Defesa de Rui Pinto paga por fundação que protege whistle-blowers

Rui Pinto está a ser defendido pelo francês William Bourdon, famoso advogado de "denunciantes" como Julian Assange e os bancários que deram origem aos Lux Leaks e Swiss Leaks. Faz parte do conselho consultivo da The Signals Network, uma fundação franco-americana que "também representou os notáveis ​​denunciantes Edward Snowden e Antoine Deltour", e que está a pagar a defesa legal do hacker português.

A diretora executiva da The Signals Network, Delphine Halgand-Mishra, sublinha que estas fugas do futebol "foram investigadas por grandes organizações internacionais de media, incluindo a Der Spiegel, Mediapart e outros membros de European Investigative Collaborations (EIC Network), durante vários anos". Diz ainda que "muitas revelações do Football Leaks iniciaram processos judiciais e investigações em toda a Europa, França, Suíça, Espanha e até nos Estados Unidos. Por todas estas razões, Rui Pinto merece ser apoiado por todos aqueles que estão empenhados em defender a liberdade de imprensa e o jornalismo de investigação."

Um dos trabalhos da Signals é focar-se no apoio a "colaborações investigativas", para que as redações sejam mais bem equipadas para trabalhar de forma proativa com os denunciantes. Fornecem aos parceiros de media acesso a especialistas em segurança e uma rede de advogados a quem podem indicar potenciais denunciantes que precisem de assessoria jurídica, juntamente com recursos para jornalistas e denunciantes.

PJ continua a tentar colaboração

Ao que o DN apurou, a PJ continua a tentar esforços para que Rui Pinto fale com as autoridades e ajude a abrir o material que está encriptado e na posse daquela polícia. Até agora, a recusa do hacker em colaborar com a justiça portuguesa tem sido vista pelas autoridades judiciais com alguma apreensão. A investigação portuguesa está na posse de todos os discos rígidos com a informação obtida por Rui Pinto, muitos deles encontram-se encriptados e o hacker não demonstrou vontade de os partilhar com a PJ.

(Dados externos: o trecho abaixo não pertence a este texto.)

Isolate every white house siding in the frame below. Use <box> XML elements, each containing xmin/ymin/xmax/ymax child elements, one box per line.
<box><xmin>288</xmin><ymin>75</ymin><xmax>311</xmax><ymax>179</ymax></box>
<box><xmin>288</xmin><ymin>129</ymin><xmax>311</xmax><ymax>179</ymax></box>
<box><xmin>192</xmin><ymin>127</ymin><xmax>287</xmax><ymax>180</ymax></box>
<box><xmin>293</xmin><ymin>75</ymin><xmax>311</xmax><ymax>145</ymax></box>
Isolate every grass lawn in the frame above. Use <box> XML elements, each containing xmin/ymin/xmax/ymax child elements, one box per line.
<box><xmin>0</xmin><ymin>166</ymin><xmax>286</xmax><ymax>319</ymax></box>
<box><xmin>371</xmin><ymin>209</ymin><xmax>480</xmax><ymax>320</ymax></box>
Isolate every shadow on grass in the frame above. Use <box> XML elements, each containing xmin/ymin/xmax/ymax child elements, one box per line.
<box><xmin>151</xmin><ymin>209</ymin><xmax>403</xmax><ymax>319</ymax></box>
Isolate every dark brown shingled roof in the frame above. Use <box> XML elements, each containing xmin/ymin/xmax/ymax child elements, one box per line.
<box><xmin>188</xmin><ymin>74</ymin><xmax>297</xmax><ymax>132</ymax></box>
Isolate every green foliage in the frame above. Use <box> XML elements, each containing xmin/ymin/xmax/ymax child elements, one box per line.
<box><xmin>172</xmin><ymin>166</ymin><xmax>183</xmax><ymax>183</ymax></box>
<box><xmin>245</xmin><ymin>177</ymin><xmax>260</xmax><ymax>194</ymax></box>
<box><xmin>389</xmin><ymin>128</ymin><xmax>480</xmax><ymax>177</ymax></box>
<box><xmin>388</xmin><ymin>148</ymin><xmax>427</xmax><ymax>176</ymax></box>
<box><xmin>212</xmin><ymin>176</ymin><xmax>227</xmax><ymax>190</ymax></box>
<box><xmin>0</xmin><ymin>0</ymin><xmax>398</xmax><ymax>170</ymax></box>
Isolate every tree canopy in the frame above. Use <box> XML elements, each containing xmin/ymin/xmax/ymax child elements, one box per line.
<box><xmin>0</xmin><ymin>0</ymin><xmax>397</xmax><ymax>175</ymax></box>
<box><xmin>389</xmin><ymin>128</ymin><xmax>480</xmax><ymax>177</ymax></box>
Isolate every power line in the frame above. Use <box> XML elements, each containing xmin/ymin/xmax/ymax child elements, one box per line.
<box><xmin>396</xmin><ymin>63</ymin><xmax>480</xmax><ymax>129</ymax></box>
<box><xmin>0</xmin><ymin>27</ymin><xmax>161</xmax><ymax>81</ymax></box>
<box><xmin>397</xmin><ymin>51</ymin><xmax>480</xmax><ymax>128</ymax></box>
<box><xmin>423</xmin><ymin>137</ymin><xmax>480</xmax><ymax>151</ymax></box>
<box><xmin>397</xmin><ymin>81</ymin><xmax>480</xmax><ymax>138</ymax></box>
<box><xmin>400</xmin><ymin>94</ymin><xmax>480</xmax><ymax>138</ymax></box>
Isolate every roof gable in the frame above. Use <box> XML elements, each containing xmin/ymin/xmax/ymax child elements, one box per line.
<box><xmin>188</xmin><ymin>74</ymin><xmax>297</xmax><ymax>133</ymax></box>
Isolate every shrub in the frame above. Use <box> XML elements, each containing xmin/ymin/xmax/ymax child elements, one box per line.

Ana Gomes continua a afirmar existirem "dois pesos e duas medidas" em relação ao hacker português, e descreve como "completamente obsoleta a posição daqueles que no sistema judiciário [português] não querem conhecer a luta, que é serviço público, por parte de um denunciante que expõe criminalidade organizada. A prisão de Rui Pinto desincentiva. Pode explicar-se porque o MP não procurou Rui Pinto, residente na Hungria, para obter a sua colaboração, como fizeram autoridades de outros Estados? E tendo-o detido, porque ainda não tratou de assegurar a sua cooperação, mesmo prosseguindo investigação sobre os crimes que lhe imputa?", tem perguntado a ex-eurodeputada.